Tabii dünya değişti. Yeni neslin önünde bilgiye ulaşmak ya da hayal güçlerini kullanmak için sadece kitaplar yok. Hatta ellerinin altında daha fazla imkan var. Ama bunlar ne kadar sahici imkanlar? Fuarın Onur Yazarı Yalvaç Ural da bu soruya cevap veriyor bir anlamda konuşmasında: “Kitaplar çocukların dünyasında hayal gücünü geliştiren, yaratıcılığı besleyen ve yaşamı anlama yolunda güçlü bir kapıdır. Çocukların zihinsel ve duygusal gelişiminde kitapların taşıdığı önem büyük. Bilgisayar oyunları yerine kitaplarla vakit geçirmeleri, onların gerçek dünyayla daha sağlıklı bağlar kurmasına yardımcı olur. Kitaplar, çocukların empati yeteneğini ve duygusal zekasını geliştiren birer rehberdir. Çocuklarımızı erken yaşta kitaplarla tanıştırmak, onların gelecekte sağlıklı bireyler olmaları adına önemli bir adımdır. Ailelerin ve eğitimcilerin çocuklara kitap okuma sevgisini kazandırması ve onları özgün düşünmeye teşvik etmesi büyük önem taşıyor.”

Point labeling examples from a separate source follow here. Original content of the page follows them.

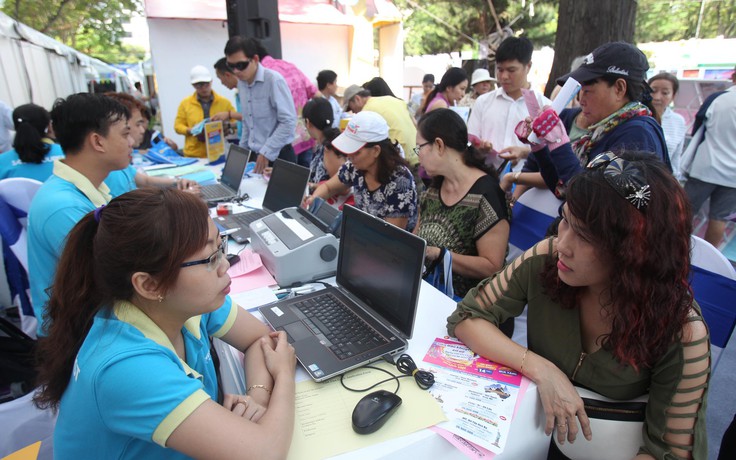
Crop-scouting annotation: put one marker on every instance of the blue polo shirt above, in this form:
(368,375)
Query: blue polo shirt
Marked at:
(121,181)
(56,208)
(12,166)
(129,389)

Günümüz dünyasında en çok aranan şey özgün düşünce. Türkiye Yayıncılar Birliği Başkanı Kenan Kocatürk’ün konuşmasındaki kimi noktalar dijital dünyanın insanları hem özgün düşünmekten nasıl uzaklaştırdığını hem de kitap okuyarak nasıl fark yaratacağımızı anlatacak türden: “Belki de tarih boyunca hiç olmadığı kadar çok medya içeriği tükettiğimiz bir dönemde yaşıyoruz. Büyük miktarda video ve ses içeriği gözden geçiriyor ve muhtemelen her zamankinden daha fazla okuyoruz. Ancak bu okuma, genellikle yüzeysel ve dağınık bir şekilde, mümkün olan en kısa sürede olabildiğince fazla bilgi tarama amacıyla yapılıyor. Bunu yaparak, odağımızı hızla değiştirme yeteneğimizle büyük miktarda bilgiyi değerlendirmeyi öğreniyoruz. Bu yetenek, çağdaş dünyada hayatta kalmak için gereklidir.

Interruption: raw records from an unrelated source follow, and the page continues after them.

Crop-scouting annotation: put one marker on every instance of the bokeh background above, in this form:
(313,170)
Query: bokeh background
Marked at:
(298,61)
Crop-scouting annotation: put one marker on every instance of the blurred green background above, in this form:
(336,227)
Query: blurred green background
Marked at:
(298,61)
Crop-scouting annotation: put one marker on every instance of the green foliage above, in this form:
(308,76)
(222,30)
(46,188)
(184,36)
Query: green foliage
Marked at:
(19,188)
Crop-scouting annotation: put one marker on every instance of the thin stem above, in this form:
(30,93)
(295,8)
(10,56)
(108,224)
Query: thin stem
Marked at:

Ancak bu süreçte bilgi denizinin yalnızca yüzeyini tarıyor ve değerlendirmeye çalıştığımız bilginin sosyal ve kültürel bağlamını ve mantığını derinlemesine anlamaktan kaçınıyoruz. Bunun için farklı becerilere ihtiyacımız var. Odaklanabilmemiz gerekiyor, geniş ve derin bir kelime haznemiz olmalı ve mantık kurallarını bilmeliyiz. Yüksek seviyede okuma eylemi, dikkat ve bilişsel sabır, kelime dağarcığının genişlemesi ve kavramsal kapasite üzerine bir egzersizdir. Özellikle kitaplar gibi uzun metinler, yüksek seviyede okuma becerilerimizi keskinleştirir. Yüksek seviyede okuma yaparak, farklı yorumları test etmeyi ve çelişkileri, önyargıları ve mantıksal hataları tespit etmeyi öğreniriz. Ve en önemlisi, yüksek seviyede okumayla, insan yargılarını ve duygularını değiştirmek için gerekli olan metin ve kültürel bağlamlar arasında bağlantılar kurmayı öğreniriz.”